As she explained her reasons, I felt like a kindergartener again. And she was my mother explaining, once again, why I couldn’t wear stripes and polka dots and flowers. “Choose one,” my mother would say.
My friend likes having one place. “I want people to recognize me, to notice when I don’t come for a long time. And anyway,” she said, returning my puzzled look, “I liked this place. Why not stay?”
Because, whined my inner-six-year-old, what about Ashtanga Yoga? What about Bikram? And Pilates and Barry’s Bootcamp and Zumba? What about all of the things we don’t even know about? Just waiting to be discovered?
But then, something changed. After using up my introductory package, and another few weeks of merry Classpassing, I opened the app one day to sign up for a spinning class. I wanted the Sunday at 6 PM class with Megan at Flywheel, which I’d done the week before, and loved. Megan pushed me to ride harder, to believe, to achieve – and all those other slogans that sound so good when your heart is working faster than your brain.
As I’d gotten off the bike I promised myself that – if I could ever walk again – I would go to her class every Sunday. But as I tried to click on the class, it wouldn’t click. The “reserve” button was marked in grey, indicating that I couldn’t join. Could the class have filled up already? I frantically refreshed, but it was still grey.

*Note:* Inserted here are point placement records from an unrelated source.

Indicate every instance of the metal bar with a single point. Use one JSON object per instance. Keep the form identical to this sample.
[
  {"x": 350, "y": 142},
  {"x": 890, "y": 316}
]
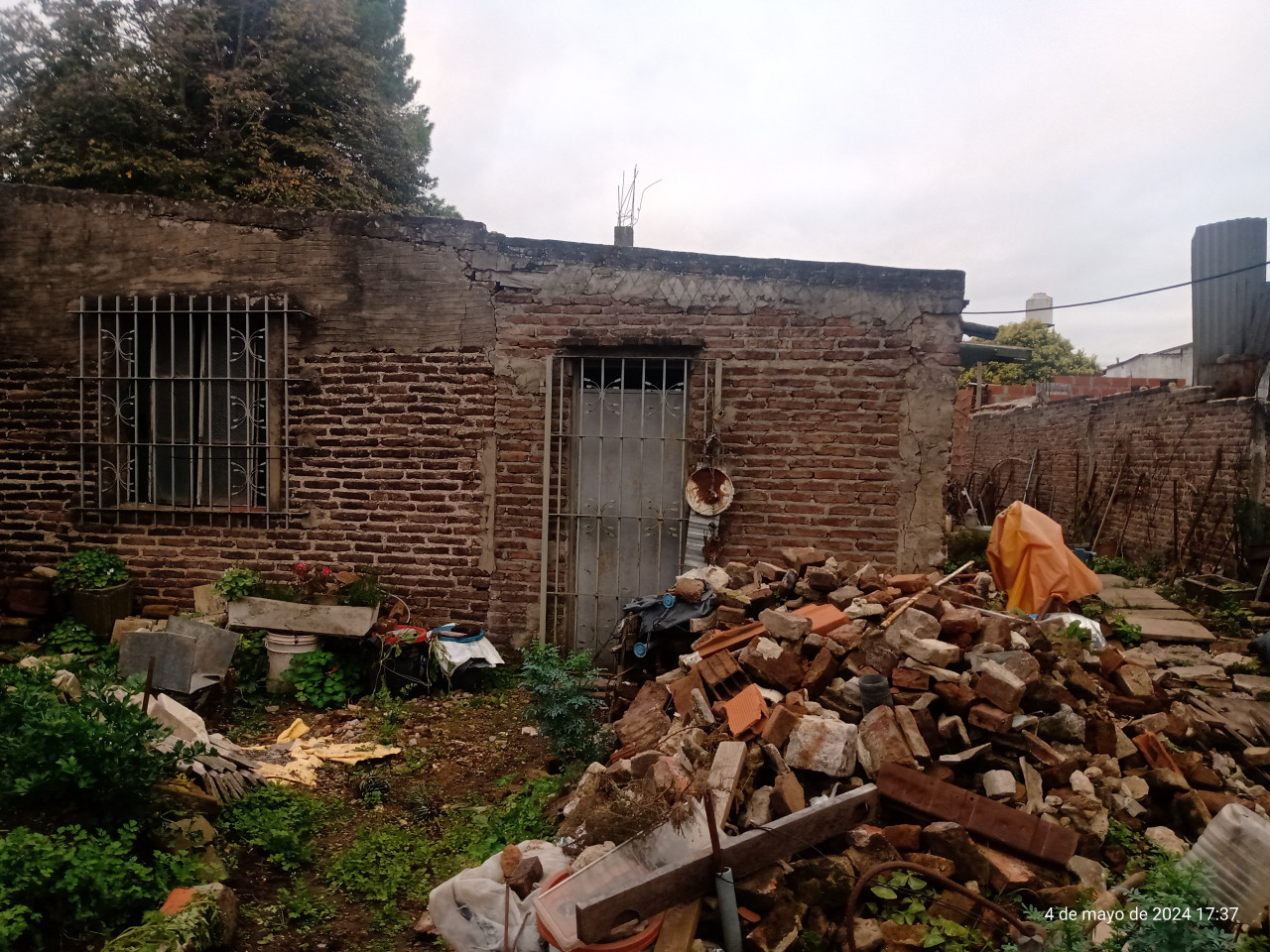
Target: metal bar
[
  {"x": 562, "y": 461},
  {"x": 190, "y": 405},
  {"x": 229, "y": 411},
  {"x": 599, "y": 502},
  {"x": 82, "y": 434},
  {"x": 547, "y": 502},
  {"x": 286, "y": 409},
  {"x": 658, "y": 890}
]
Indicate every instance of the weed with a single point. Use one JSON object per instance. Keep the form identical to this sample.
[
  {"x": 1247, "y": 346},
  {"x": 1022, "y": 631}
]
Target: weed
[
  {"x": 1228, "y": 619},
  {"x": 561, "y": 703},
  {"x": 1125, "y": 569},
  {"x": 1129, "y": 635},
  {"x": 278, "y": 821},
  {"x": 298, "y": 909},
  {"x": 250, "y": 664},
  {"x": 70, "y": 638},
  {"x": 320, "y": 679},
  {"x": 238, "y": 583},
  {"x": 906, "y": 897},
  {"x": 79, "y": 881},
  {"x": 90, "y": 758},
  {"x": 517, "y": 817},
  {"x": 382, "y": 864},
  {"x": 89, "y": 570}
]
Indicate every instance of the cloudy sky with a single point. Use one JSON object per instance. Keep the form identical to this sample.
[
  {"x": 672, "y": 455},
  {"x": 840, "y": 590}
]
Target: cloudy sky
[{"x": 1065, "y": 146}]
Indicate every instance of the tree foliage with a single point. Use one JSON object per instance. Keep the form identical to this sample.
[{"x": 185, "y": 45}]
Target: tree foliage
[
  {"x": 298, "y": 103},
  {"x": 1053, "y": 356}
]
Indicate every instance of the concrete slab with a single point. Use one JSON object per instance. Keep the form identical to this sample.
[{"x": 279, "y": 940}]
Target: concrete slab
[
  {"x": 1118, "y": 597},
  {"x": 1165, "y": 629}
]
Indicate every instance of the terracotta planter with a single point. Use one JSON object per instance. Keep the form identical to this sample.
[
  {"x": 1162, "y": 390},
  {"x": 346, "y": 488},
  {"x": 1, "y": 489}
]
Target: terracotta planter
[
  {"x": 100, "y": 608},
  {"x": 272, "y": 615}
]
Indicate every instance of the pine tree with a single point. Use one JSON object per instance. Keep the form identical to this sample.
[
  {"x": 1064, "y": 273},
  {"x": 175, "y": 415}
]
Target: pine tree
[{"x": 299, "y": 103}]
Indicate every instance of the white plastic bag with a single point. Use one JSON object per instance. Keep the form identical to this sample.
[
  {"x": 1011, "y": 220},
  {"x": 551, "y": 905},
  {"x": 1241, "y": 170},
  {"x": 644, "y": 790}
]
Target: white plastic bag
[{"x": 468, "y": 909}]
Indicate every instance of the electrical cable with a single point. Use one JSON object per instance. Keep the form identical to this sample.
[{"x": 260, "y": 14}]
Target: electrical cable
[{"x": 1135, "y": 294}]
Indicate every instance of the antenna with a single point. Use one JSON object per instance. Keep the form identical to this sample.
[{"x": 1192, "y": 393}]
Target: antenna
[{"x": 627, "y": 208}]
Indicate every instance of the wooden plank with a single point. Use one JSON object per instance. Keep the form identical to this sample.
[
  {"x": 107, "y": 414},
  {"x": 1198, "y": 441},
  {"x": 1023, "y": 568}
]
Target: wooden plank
[
  {"x": 659, "y": 890},
  {"x": 272, "y": 615},
  {"x": 724, "y": 774},
  {"x": 679, "y": 928}
]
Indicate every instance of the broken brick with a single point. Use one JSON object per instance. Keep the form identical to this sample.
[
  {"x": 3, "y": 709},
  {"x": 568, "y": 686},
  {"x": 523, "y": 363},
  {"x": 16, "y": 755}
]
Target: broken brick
[
  {"x": 989, "y": 717},
  {"x": 998, "y": 685},
  {"x": 780, "y": 722},
  {"x": 767, "y": 662}
]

In fact, all the Flywheel classes were grey.
And then it hit me – I’d reached my studio limit. Classpass sets a maximum number of times you can visit a studio each month, and I’d reached that number with Flywheel, my one true love. Not only did the studio have free bananas, water bottles and lifesavers (and some great classes) – it was on the corner of my street! Without realizing it, I’d gotten into a serious relationship with Flywheel. And I wanted monogamy.
Classpass, sensing a sudden change, was hurriedly “showing 1,107 of the 1,107 studios you can try,” but suddenly it didn’t matter that I could go anywhere. I wanted to go there.
As I grow up, I am (very slowly) coming around to the “less is more” philosophy. After twenty-seven years on the planet, I can finally admit to there being some sense in one God, one romantic relationship and one design (either flowers, or polka-dots, or stripes). Classpass was an island in which I could still have it all. But maybe I don’t want it all. Maybe I just want the 6 PM spinning with Megan.
Danya is an LL.M. (Masters in Law) student at Columbia University. She recently moved from Jerusalem, where she earned her first degree, worked at the Ministry of Justice, and dreamed about living in New York.